MUCH sobbing around the country on Sunday evening as many folk watched Les Miserables which was screened on the telly for the first time. Those who know the previous work of the principal actors will appreciate TV presenter Sue Perkins's overview on social media: "Stephen Hawking is on the telly singing with Wolverine. Someone's tipped all their furniture out in the street. Everyone seems sad."
WE bump into Robin Boot who is appearing at Cabaret Voltaire at the Edinburgh Fringe and ask him what he thinks of Edinburgh. "The weekends," he confides, "are making me genuinely anxious." He explains: "Every time I walk in the street I don't know whether I'm being attacked by a seagull or being chased by a hen party. The mating calls seems to be very similar and they both seem to scavenge in flocks."

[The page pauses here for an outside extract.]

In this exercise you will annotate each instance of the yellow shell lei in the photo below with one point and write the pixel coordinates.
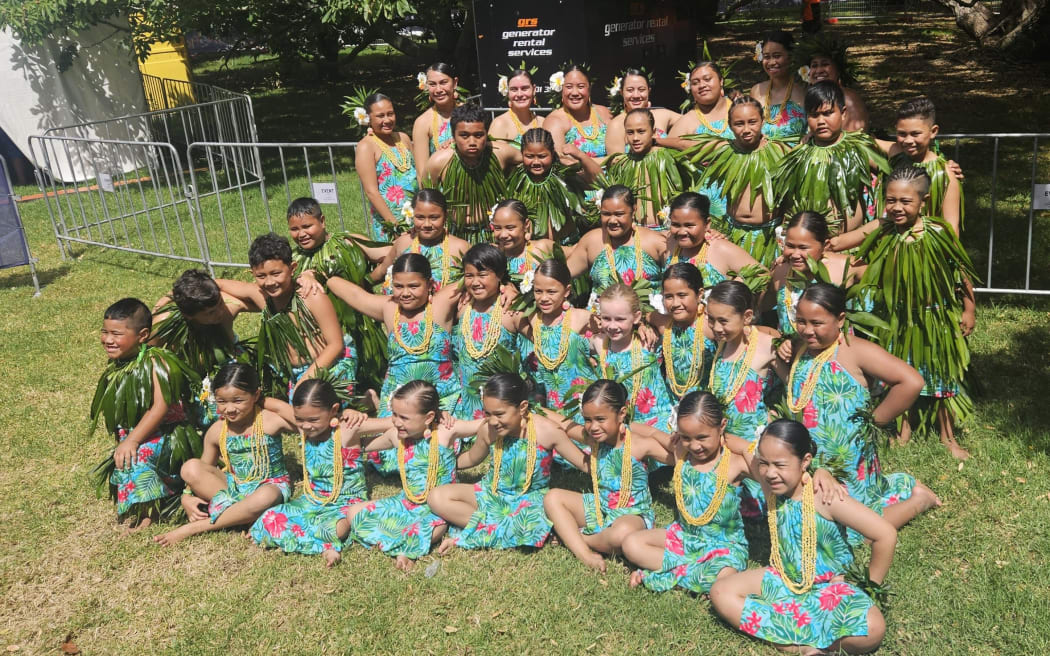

TOUGH times in the world of business. A reader in a Glasgow coffee shop for his lunch yesterday heard the chap behind him tell a pal: "They let us leave early on Friday, which was nice, until they complained this morning that we didn’t bill enough hours last week."
FEMALE stand-up Jo Caulfield was quietly pleased that The Herald gave her a five star review for her Edinburgh Fringe show at The Stand comedy club. The Herald's five stars have been added to the publicity posters, and Jo herself remarked: "I'm asking people to come along and see how wrong the reviewers can be."
SURPRISE favourite to be the next Labour leader Jeremy Corbyn is not known for cracking jokes. So a spoof account has been set up on Twitter to give a platform to potential Jeremy jokes. They are of course of a left-wing nature. Thus we have: "Why do birds fly south for the winter? Migratory labour caused by lack of investment in the Thatcher-blighted North."
Honestly, it does grow on you.
MUCH consternation about the large hotel planned at the site of the St James's Centre in Edinburgh which critics, including Herald columnist Rosemary Goring, says will destroy the Edinburgh skyline. Author Candia McWilliam in yesterday's Herald coyly described the hotel as looking like something you would pick up after your dog. Our attention is drawn to the architects' magazine Urban Realm where many folk were hotly debating the design. As one architect from Glasgow claimed: "At the recent Glaswegian Resistance Force meeting the team were proudly unveiling plans for a massive Jobby sculpture right in the centre of Edinburgh. At no point did Team Weegie ever think their plans would become reality."
READERS occasionally are concerned with levels of education in Scotland. A west end greengrocer tells us a young chap came in and asked for lemons. As our man picked a couple up, the customer intervened: "No, not the yellow ones - the green ones over there," as he pointed at the limes.